# buff orpington x white leghorns



## grgfishkeeper

In my incubator about to hatch tonight or tomorrow


----------



## Energyvet

Boy, I'd love some Buff orps. Still hoping to get some chicks for Spring. Good luck with your hatch.


----------



## piglett

Energyvet said:


> Boy, I'd love some Buff orps. Still hoping to get some chicks for Spring. Good luck with your hatch.


what state are you in EV?
if your near new hampshire i'll have lots of hatching eggs & peeps come spring.

piglett


----------



## 7chicks

EV is in New Jersey.


----------



## piglett

7chicks said:


> EV is in New Jersey.


oh well that's a ways off , maybe EV can find some babies near by.
my bator will be full all spring


----------



## grgfishkeeper

Addicted ...... i just got a new bator and egg turner and about 2 dozen eggs to go in


----------



## Energyvet

Piglett, you're not going to the Sussex County Poultry show this Spring are you? I'll be there. No orps for sale there in October.


----------



## piglett

Energyvet said:


> Piglett, you're not going to the Sussex County Poultry show this Spring are you? I'll be there. No orps for sale there in October.


 i'll be putting up a huge fence every spare second i have come spring. i want my flock to be able to have access to the front 1/2 acre of my property but there is a ton of work to do before that happens
(many trees to be cut & 4x4 pt posts to be set)

if there was going to be something in Boston or in southern NH i would have to think about it. i can always send hatching eggs once i make sure my boy is doing a good job with the hens. i'll know once i hatch out the 1st batch from them.

piglett


----------



## Energyvet

I love some day olds if your willing to ship. Contact me when you know.


----------



## piglett

Energyvet said:


> I love some day olds if your willing to ship. Contact me when you know.

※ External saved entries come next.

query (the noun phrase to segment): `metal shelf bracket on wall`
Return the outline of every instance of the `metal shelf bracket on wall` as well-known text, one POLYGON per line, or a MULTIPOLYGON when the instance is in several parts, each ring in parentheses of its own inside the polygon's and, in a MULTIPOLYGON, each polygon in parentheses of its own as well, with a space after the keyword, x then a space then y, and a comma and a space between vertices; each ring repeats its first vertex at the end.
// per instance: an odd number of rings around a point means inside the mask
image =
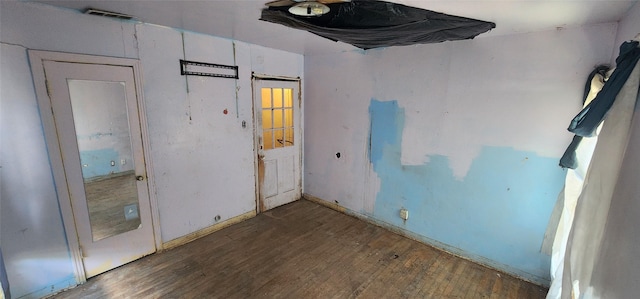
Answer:
POLYGON ((206 62, 197 62, 180 59, 180 75, 183 76, 204 76, 204 77, 218 77, 238 79, 238 66, 237 65, 224 65, 206 62), (222 69, 218 73, 207 71, 209 68, 222 69))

NJ is not that far off so i think once it warms up this spring i should be able to provide all you want.
my grey silkie is show quality so when mixed with my new pullets there should be some good looking chicks showing up in my bator

thanks
piglett


----------



## Energyvet

Send me a PM. I also just got a silkie Roo and I'll be looking for some hens for him. He's blue.


----------